The Webex Assurance team is looking for an incident commander to join their amazing team. The incident command team provides 24x7 monitoring and support for incidents, changes, and pipeline. Service availability is key to any cloud platform, and the incident command team is a critical force to ensuring minimal customer impact during times of change or incident.
...
What You’ll Do:
• Take command of incidents by setting up or taking over a multi-functional technical bridge call, comprised of Senior Engineers and SRE team members
• Create an effective plan to restore service as quickly as possible to minimize time to restore
• Ensure team can implement and overcome any identified blockers
• Communicate across multiple audiences including extended stakeholders and executives
• Be responsible for the incident management process; prioritizing and ensuring the most critical issues are addressed timely and successfully
• Identify any action items which will require follow up to improve service availability
• Participate in postmortem reviews
• Ensure highest operational readiness by leading training sessions, simulations, and drills
• Drive the technical root cause analysis process by assessing issues correctly and timely and then assembling the correct technical teams to implement a remediation plan
• Participate in an on-call rotation for incidents
• Participate in or lead the creation of tools to improve incident resolution, incident documentation and communication, or automate tasks.
Who'll You'll Work With:
Our incident command team works with DevOps teams and Service Owners across platform and software engineering to manage change and incidents.

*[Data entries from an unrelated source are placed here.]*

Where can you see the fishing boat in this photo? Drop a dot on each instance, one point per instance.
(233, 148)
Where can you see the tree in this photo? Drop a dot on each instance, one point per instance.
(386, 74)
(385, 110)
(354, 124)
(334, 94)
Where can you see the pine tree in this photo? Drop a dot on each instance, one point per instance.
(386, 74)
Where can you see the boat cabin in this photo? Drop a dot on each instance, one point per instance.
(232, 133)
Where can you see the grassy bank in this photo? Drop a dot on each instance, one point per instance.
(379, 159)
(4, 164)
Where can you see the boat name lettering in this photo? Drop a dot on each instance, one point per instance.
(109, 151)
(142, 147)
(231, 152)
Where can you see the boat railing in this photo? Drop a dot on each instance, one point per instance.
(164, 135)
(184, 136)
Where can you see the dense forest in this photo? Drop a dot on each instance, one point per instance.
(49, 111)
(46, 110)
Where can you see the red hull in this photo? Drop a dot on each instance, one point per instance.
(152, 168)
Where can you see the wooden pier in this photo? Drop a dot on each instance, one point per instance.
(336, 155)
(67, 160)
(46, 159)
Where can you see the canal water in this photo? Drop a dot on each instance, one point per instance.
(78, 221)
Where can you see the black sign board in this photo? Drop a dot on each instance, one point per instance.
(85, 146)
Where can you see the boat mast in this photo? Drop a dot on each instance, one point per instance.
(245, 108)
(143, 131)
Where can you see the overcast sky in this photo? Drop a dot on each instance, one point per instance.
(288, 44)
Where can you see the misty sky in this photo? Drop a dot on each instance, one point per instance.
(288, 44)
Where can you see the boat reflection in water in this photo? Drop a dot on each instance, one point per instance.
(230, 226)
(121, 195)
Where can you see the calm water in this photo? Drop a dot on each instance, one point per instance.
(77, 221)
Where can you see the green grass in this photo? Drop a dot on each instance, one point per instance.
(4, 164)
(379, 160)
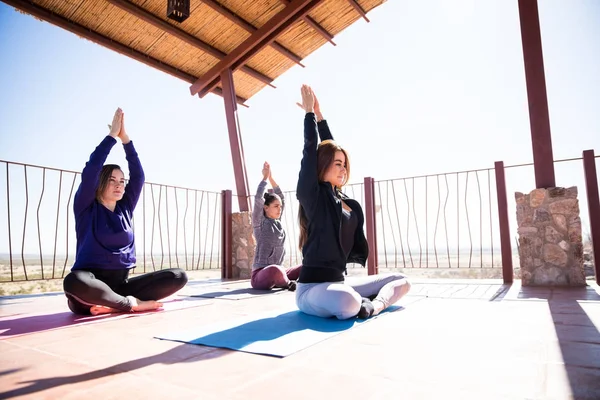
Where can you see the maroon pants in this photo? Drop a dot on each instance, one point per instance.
(274, 276)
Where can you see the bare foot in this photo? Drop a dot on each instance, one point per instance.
(99, 310)
(378, 306)
(144, 305)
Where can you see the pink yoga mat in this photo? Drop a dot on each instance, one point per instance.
(27, 323)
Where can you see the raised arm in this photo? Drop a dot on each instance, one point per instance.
(307, 190)
(258, 214)
(277, 190)
(324, 132)
(86, 193)
(136, 173)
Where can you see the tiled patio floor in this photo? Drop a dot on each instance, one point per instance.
(453, 340)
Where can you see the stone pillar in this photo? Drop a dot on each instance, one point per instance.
(550, 244)
(242, 245)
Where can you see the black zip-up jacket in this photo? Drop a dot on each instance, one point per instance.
(324, 259)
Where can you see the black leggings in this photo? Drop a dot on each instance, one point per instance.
(109, 288)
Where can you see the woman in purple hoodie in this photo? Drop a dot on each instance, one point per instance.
(99, 281)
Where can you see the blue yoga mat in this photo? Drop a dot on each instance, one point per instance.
(277, 334)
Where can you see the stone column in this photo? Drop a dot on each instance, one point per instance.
(242, 245)
(550, 243)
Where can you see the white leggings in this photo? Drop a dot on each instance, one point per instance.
(343, 299)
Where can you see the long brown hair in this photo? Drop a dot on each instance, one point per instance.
(325, 158)
(104, 179)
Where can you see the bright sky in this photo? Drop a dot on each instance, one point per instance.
(426, 87)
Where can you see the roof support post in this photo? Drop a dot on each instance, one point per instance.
(235, 140)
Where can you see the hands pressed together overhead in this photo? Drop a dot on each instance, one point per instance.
(310, 103)
(117, 128)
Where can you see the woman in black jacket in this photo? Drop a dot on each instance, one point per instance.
(331, 232)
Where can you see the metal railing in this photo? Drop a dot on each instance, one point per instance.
(454, 220)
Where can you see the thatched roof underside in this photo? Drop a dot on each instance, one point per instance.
(140, 29)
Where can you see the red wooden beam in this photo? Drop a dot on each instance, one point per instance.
(359, 9)
(226, 235)
(315, 25)
(248, 27)
(193, 41)
(235, 141)
(258, 40)
(539, 119)
(82, 31)
(370, 219)
(591, 188)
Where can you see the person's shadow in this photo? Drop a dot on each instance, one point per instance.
(250, 332)
(578, 336)
(277, 336)
(172, 356)
(236, 294)
(44, 322)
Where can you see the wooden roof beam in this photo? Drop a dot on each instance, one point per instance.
(263, 36)
(248, 27)
(81, 31)
(359, 9)
(315, 25)
(155, 21)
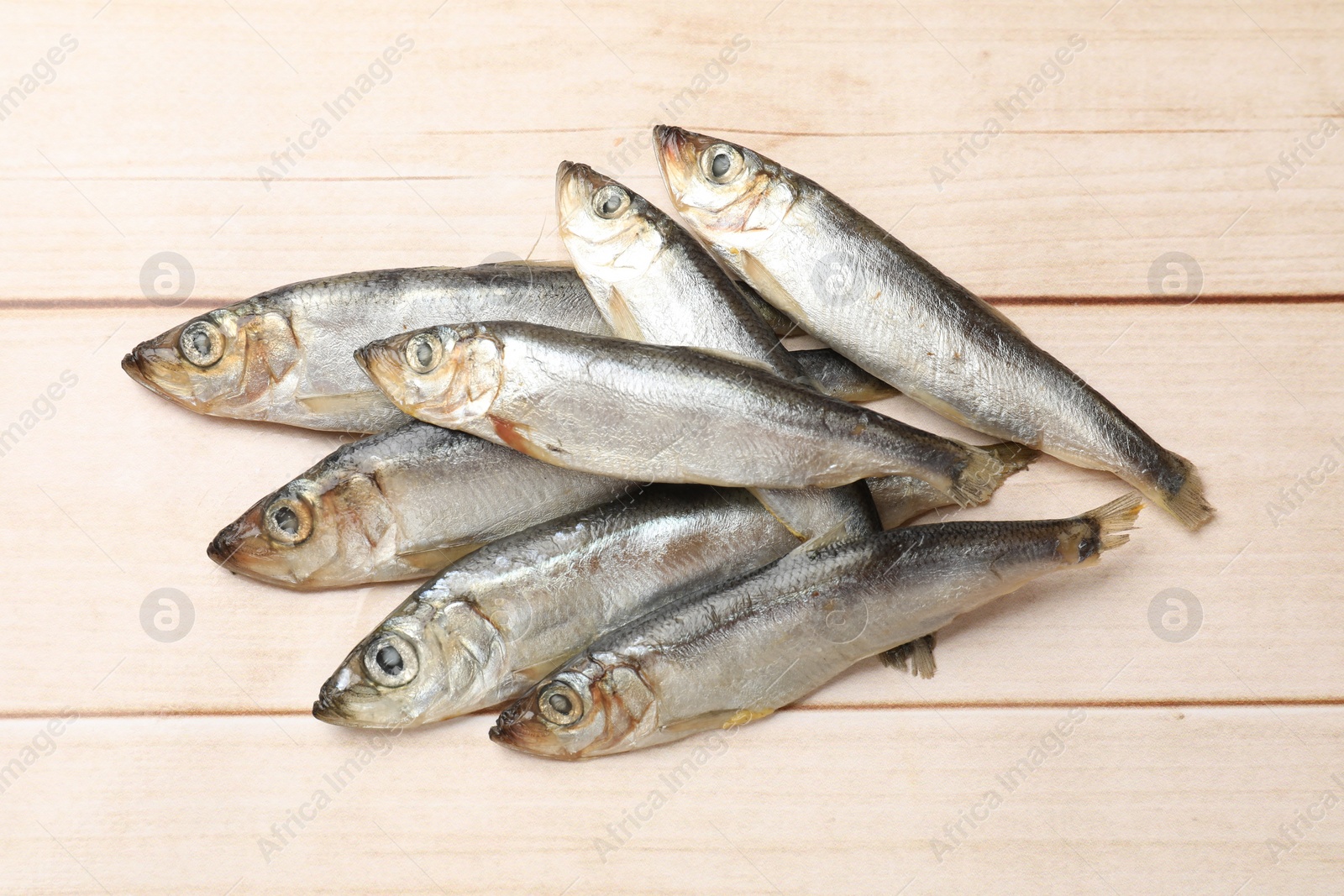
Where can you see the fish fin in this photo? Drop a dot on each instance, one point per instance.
(1116, 519)
(519, 437)
(743, 716)
(620, 316)
(979, 479)
(737, 359)
(1014, 457)
(530, 262)
(770, 289)
(835, 535)
(344, 402)
(837, 376)
(1187, 504)
(914, 656)
(773, 317)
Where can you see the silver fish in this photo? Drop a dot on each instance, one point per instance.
(491, 625)
(655, 284)
(736, 654)
(396, 506)
(837, 375)
(656, 412)
(870, 297)
(900, 499)
(286, 355)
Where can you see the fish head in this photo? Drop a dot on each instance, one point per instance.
(589, 708)
(313, 535)
(609, 230)
(443, 375)
(423, 664)
(222, 363)
(730, 195)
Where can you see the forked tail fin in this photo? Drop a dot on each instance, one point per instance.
(1187, 503)
(1115, 520)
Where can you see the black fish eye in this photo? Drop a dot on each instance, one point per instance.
(286, 520)
(559, 705)
(423, 352)
(390, 661)
(201, 343)
(611, 202)
(722, 163)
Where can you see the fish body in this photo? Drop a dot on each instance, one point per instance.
(654, 284)
(286, 355)
(741, 652)
(400, 504)
(492, 624)
(900, 499)
(656, 412)
(864, 293)
(837, 375)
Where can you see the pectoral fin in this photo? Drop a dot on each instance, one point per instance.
(344, 402)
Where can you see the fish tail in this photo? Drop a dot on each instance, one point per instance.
(979, 479)
(1186, 501)
(914, 656)
(1115, 520)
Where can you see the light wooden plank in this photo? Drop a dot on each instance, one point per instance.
(118, 493)
(806, 802)
(1156, 139)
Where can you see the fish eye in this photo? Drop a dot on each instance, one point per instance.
(611, 202)
(722, 163)
(423, 352)
(201, 343)
(390, 661)
(559, 705)
(288, 520)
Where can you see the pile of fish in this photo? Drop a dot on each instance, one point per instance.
(642, 516)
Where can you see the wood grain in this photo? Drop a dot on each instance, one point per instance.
(853, 802)
(155, 129)
(1198, 766)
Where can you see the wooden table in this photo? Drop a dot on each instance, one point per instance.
(1139, 210)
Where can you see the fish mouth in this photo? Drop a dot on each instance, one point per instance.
(244, 548)
(382, 363)
(676, 154)
(575, 187)
(156, 365)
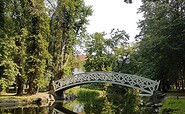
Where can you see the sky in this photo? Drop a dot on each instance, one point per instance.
(109, 14)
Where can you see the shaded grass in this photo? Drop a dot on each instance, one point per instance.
(173, 106)
(25, 98)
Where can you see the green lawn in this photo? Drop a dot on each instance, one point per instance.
(173, 106)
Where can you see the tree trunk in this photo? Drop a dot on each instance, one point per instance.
(32, 88)
(20, 86)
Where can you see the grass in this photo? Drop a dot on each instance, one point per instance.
(173, 106)
(6, 97)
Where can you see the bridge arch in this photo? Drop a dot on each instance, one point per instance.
(128, 80)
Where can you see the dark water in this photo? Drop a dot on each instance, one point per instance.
(127, 103)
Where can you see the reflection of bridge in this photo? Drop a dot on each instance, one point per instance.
(59, 109)
(133, 81)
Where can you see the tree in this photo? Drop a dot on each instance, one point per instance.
(67, 22)
(161, 40)
(37, 53)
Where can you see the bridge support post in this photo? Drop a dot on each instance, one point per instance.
(59, 95)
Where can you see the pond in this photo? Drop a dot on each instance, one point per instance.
(127, 103)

They also partner closely with problem management and site reliability engineering to drive continuous learning and improvements. Through accurate data captures, tool creation, and team collaboration, we contribute to a strong, healthy platform with high availability.
Who You Are:
You are confident to take the lead as a technical problem solver and decision maker during critical incidents. As a cloud engineer, you excel at problem analysis, troubleshooting methodologies, and situation appraisal within the context of large-scale systems. While you needn’t be the subject matter expert on all services on the platform, your strong technical leadership will guide teams through critical issues and potentially stressful situations, enabling the team to execute a mitigation strategy to ensure swift service restoration.

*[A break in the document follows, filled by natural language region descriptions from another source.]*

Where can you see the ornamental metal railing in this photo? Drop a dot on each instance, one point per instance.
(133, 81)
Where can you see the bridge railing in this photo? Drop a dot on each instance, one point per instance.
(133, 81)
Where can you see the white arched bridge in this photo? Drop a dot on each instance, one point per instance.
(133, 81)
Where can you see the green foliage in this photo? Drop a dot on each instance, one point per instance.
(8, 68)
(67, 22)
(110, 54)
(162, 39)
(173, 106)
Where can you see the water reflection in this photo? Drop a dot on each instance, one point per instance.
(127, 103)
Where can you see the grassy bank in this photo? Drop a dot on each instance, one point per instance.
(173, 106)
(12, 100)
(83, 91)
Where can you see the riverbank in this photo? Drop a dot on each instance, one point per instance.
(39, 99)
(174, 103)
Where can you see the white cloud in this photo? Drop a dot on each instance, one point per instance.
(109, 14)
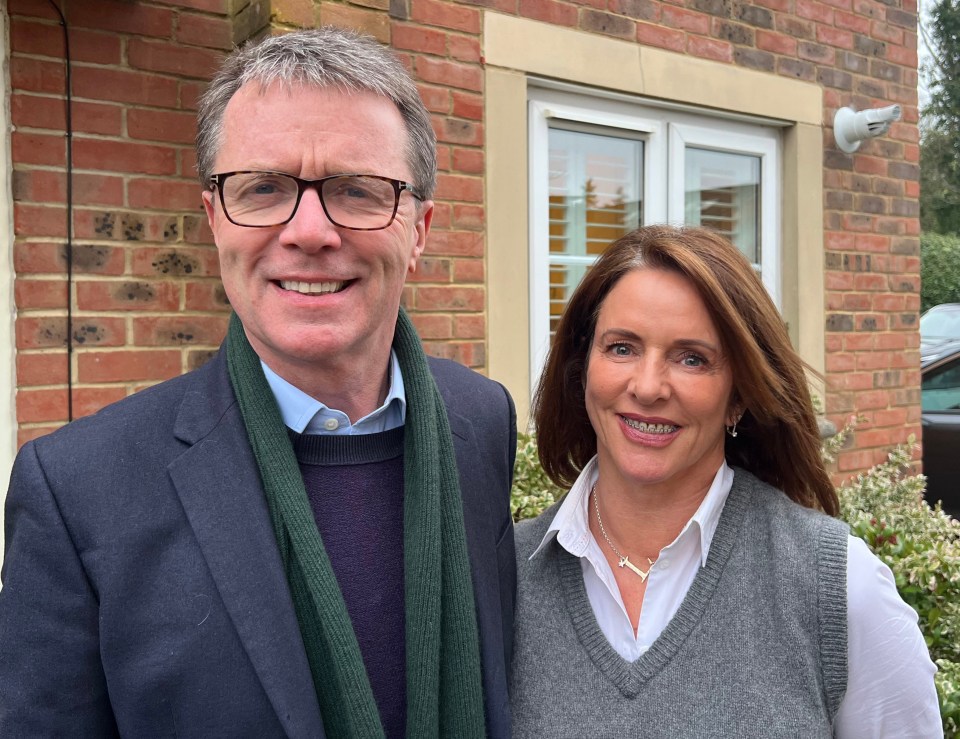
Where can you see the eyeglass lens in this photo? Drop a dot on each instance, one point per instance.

Skill Requirements Include:
• Strong understanding of problem analysis and troubleshooting methodologies.
• Consistent track record with customer incident, escalation, and crisis management resolution
• Ability to interact with senior executives, customers, and developers at the appropriate level
• Knowledgeable in UNIX Operating System fundamentals
• Familiar with network programming concepts and protocols
• Excellent project management skills
• At ease with at least one scripting language
• Strong communications skills
• High level understanding of project and program management
• Experience with Nomad, Docker (or like orchestration), Consul, Terraform, Jenkins (or like deployment tools)

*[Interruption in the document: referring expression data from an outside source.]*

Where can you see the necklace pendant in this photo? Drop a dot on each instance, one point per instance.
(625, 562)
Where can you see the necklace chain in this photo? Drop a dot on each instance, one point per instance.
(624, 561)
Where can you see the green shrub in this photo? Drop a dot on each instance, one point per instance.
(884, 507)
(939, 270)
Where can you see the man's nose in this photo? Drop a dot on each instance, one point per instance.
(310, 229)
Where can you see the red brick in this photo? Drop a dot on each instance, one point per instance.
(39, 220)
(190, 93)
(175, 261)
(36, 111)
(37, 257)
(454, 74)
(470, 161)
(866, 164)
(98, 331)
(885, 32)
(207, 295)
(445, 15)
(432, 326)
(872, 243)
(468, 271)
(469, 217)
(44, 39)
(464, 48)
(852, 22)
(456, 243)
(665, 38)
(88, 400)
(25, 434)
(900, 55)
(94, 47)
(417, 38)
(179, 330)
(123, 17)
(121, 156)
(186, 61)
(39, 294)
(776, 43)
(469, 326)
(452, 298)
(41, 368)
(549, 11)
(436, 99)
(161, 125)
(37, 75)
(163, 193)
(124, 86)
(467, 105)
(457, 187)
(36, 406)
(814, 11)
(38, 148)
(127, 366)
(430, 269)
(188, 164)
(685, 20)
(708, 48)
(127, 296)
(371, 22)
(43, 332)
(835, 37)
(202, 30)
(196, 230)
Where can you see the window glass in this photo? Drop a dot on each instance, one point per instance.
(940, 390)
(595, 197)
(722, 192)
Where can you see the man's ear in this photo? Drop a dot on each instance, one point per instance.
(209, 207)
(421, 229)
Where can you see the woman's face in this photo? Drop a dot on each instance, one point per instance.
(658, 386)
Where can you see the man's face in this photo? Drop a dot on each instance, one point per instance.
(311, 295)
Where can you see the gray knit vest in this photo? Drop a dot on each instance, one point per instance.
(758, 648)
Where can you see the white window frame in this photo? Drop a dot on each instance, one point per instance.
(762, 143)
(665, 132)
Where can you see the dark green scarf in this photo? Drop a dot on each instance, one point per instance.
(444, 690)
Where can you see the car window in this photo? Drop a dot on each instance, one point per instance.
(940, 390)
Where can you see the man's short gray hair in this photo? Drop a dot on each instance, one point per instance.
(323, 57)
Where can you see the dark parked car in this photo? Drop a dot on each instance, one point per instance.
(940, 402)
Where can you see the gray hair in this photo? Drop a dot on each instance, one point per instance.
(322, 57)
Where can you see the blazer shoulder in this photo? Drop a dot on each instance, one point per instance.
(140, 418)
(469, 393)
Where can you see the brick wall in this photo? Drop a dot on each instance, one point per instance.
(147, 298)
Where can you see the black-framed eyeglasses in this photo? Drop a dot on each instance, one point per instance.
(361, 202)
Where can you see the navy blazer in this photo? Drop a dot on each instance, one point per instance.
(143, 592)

• Familiarity with supporting AWS services such as EC2, Serverless, APIGateway, DNS
• Familiarity with applications like NodeJs (express + D3 + psql), Python (Flask + MongoDB), Harness.
Preferred Skill Requirements Include:
• Experience supporting cloud providers such as AWS, Azure, GCP, etc
• At ease with at least one application or systems language
• Experience engineering for or providing platform support for cloud infrastructure and hybrid solutions
• Experience with modern toolsets such as Jira, PagerDuty, Kibana, Grafana, etc.
We Are Cisco
#WeAreCisco, where each person is unique, but we bring our talents to work as a team and make a difference. Here’s how we do it.
We embrace digital, and help our customers implement change in their digital businesses. Some may think we’re “old” (30 years strong!) and only about hardware, but we’re also a software company. And a security company. A blockchain company. An AI/Machine Learning company. We even invented an intuitive network that adapts, predicts, learns and protects. No other company can do what we do – you can’t put us in a box!
But “Digital Transformation” is an empty buzz phrase without a culture that allows for innovation, creativity, and yes, even failure (if you learn from it).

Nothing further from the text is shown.